Before the ink dried on last week’s column, surrogates from unKoch My Campus and Greenpeace rushed into deep victimization mode.

Here at Ball State, a remedial English instructor maintains that unKoch receives no funding whatsoever, while a Greenpeace puppet emailed to say, “unKoch isn’t even an organization.” These are odd claims, given that Greenpeace is currently advertising for unKoch interns.

To be clear, it is widely reported that the Soros Foundation carefully “scrubs” its funding of a variety of groups through organizations such as the Tides Foundation and Open Society Foundations. According to Mother Jones magazine, Greenpeace actually directs much of this funding. In the end, these dollars are filtered to support such groups as unKoch My Campus, which even lists three more Soros-funded “partners” on its website.

This campaign against the influence of money in politics and policy is radical and shameless hypocrisy.

Nevertheless, I think it naïve to dwell on the role of money in politics and policy. It has always been thus, and it is really the ideas that matter. However, these efforts to quash speech on campus via intimidation and reprisals always come from the same wretched place of the human experience.

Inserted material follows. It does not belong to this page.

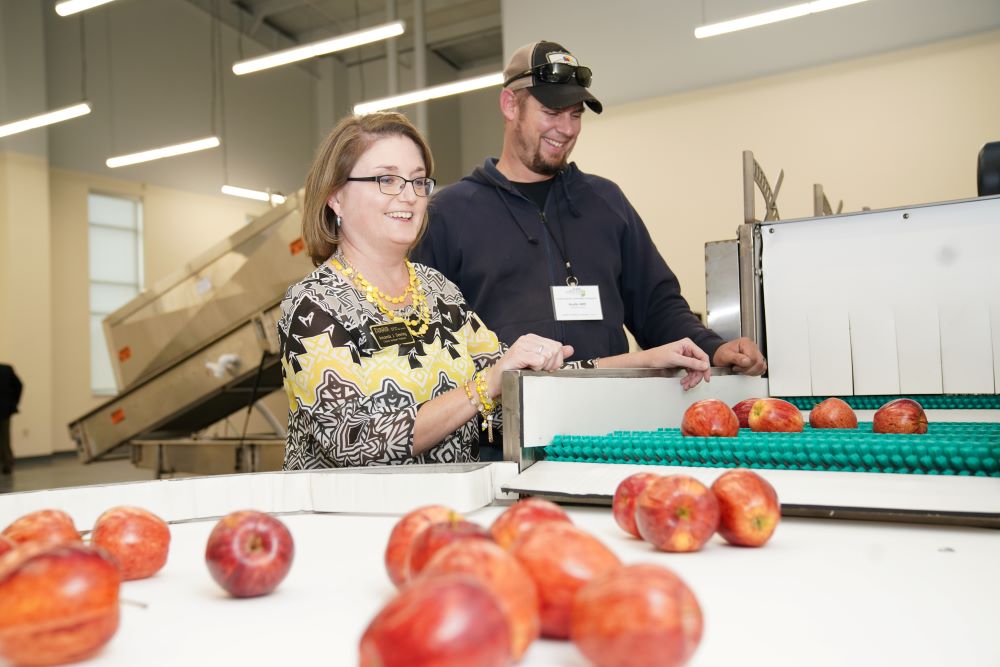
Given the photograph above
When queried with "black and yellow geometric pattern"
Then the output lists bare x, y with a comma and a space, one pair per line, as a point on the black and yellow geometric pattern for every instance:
352, 403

As one of the more skillful practitioners of that vile art, Josef Stalin explained, “Ideas are more powerful than guns. We would not let our enemies have guns, why should we let them have ideas?”

Quite simply, unKoch My Campus is an intimidation society that seeks to silence those with whom they disagree.

Still, as citizens, we must necessarily make judgments about research in which we aren’t experts. I have developed four rules to follow as a warning on bias.

First, look at the credentials of the authors; not for pedigree, but for discipline. A scholar working outside his/her expert field is the classic warning sign of advocacy. For example, the person with a marketing Ph.D. who is touting global warming surely cannot be speaking authoritatively about climate science.

Second, judge research from one author or research center by the body of work, not a single study. If a source continually publishes findings that support only left-wing or right-wing causes or receives funding only from one side of an issue, then be suspicious. Worry also when funders create an advisory group to oversee research. That is a clear signal that no unwelcome findings will see the light of day.

Third, look for researchers with some sort of external evaluation process on their work and career. Peer review is an imperfect but critical element of research and has an active life in scholarly publishing. That is a strength of university research, where the quality of research is rewarded, rather than the results.

Finally, examine the claims of the research itself. Almost no study is really groundbreaking or answers all the relevant questions. Moreover, honest scholars take pains to point out the weaknesses in their own work and point colleagues toward unanswered questions.

In the end, concerned citizens interested in evaluating research bias ought to look to these warning signs and ignore the shrill and hypocritical voices of intolerance that attack our basic freedoms on campus.